As a deep freeze broke out across the Midwest, so did racial intolerance on Twitter among some University of Illinois at Urbana-Champaign students over Chancellor Phyllis Wise’s decision to keep the university running.
When Wise sent out a mass email Jan. 26, announcing that classes would resume on Monday, some students expressed resentment of her decision on Twitter.
According to Inside Higher Ed, a “flurry of comments focused on Wise’s status as a woman and as an Asian-American,” were tweeted in response to the mass email. The hashtag several students chose was #F—Phyllis.
There were more than 1,900 tweets using the hashtag #F—Phyllis Wise, according to the Huffington Post.
One of the offensive tweets used in the hate campaign against Wise with the F-bomb hashtag read: “In room with Phyllis Wise, Adolf Hitler and a gun with one bullet. Who do I shoot,” Inside Higher Ed. reported.
A petition on Change.org — signed by 8,930 people — was created in an attempt to get the university to cancel classes on Jan. 27 when the 25 to 35 degree below zero wind chills prompted the National Weather Service to issue wind chill advisories for central Illinois.
“It takes me 12 minutes to walk to class, I will die before I get there,” Marissa Villafuerte in Champaign, Ill. commented on the website.
“I think it’s ironic I have to walk to class on Public Health … in -20 wind chill,” Ryan Prais in Lindenhurst, Ill. said on the website.

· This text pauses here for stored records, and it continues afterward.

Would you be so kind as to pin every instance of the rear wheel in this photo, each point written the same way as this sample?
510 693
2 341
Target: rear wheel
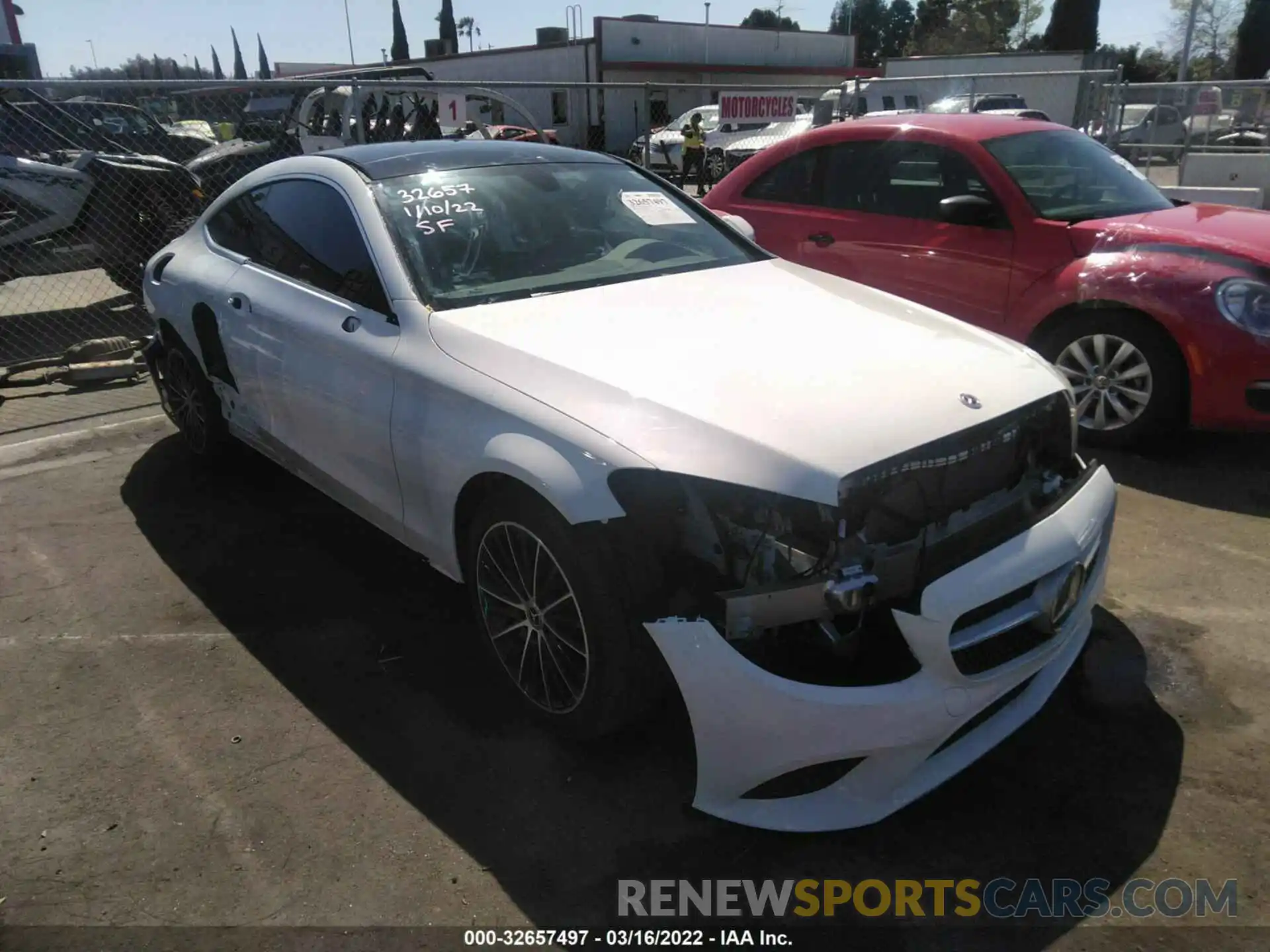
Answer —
553 622
143 233
1127 374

Not all students supported the short-lived protest movement urging Wise to halt classes. Wise received an “outpouring of support from many people, including former students,” UIUC spokeswoman Robin Kaler said. Kaler also said one student sent Wise a bouquet of flowers, according to the Chicago Tribune.
According to the Chicago Tribune, university police did not determine the hate tweet protest to be a threat to Wise.
Although Wise admitted the tweets disturbed her, UIUC is not planning any disciplinary action as they have categorized the social media protest as a “free speech issue.”
Wise responded to the student dissenters in an op-ed published by Inside Higher Ed.
“What was most disturbing was witnessing social media drive a discussion quickly into the abyss of hateful comments and even threats of violence,” Wise said. “I shudder to think what might happen if that type of vitriol were directed at a vulnerable member of our student body or university community.”
On the Chancellor’s Blog, Wise stated her plans to “[elevate] the discussion” on the UIUC campus on “civil discourse” and “respectful debate.”
“This is a chance for us to talk about how we go about ensuring our campus environment is one that encourages diverse opinion and fair debate and is a place where great ideas flourish,” she said.